The second question in the Jewish counterattack against Jesus comes from the Sadducees--the traditional enemies of the Pharisees. They had not only lined themselves up with the Roman rulers, but they rejected all Scripture except the Pentateuch (the five books of Moses). According to Josephus, the Sadducees held that "souls die with the bodies" (Antiquities 18:1. 4). Thus they denied the possibility of immortality and the resurrection from the dead.
Their acceptance of only the Pentateuch undergirds their question to Jesus in Matthew 22:25-28 about the woman who, according to levirate marriage custom (Deut. 25:5, 6), had seven husbands but no children. Their question sought not only to make light of the very idea of a resurrection, but, at a deeper level, to embarrass Jesus in public.

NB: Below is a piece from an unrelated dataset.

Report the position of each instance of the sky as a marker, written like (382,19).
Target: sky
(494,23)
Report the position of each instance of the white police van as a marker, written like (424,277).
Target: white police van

But once again, Jesus turns the argument against His detractors on two points. First, He suggested that their question is flawed because it is founded on error. Not knowing Scripture, He claims, they also fail to understand God and His power. Like so many modern people, they apparently thought of the future life as a slightly altered version of earthly life as we know it. Not so, says Jesus. God's new kingdom will be along different lines. He didn't tell the Sadducees what heaven would be like because their minds couldn't have grasped it if He had. But He did declare that life in the hereafter cannot be compared to the present one.
In the second part of His answer Jesus quotes from Exodus 3:6, demonstrating that the Sadducees were even ignorant of the part of Scripture that they accepted. God, Jesus noted, is the Deity not of the dead, but of the living, pointing forward to the resurrection of the patriarchs (Matt. 22:32).
Here is a challenge for modern Christians. Most of us probably view heaven in terms of earthly realities. What are the high points of that approach? What are its problems? In what ways does the Bible teaching on the topic transcend our usual ways of thinking about it?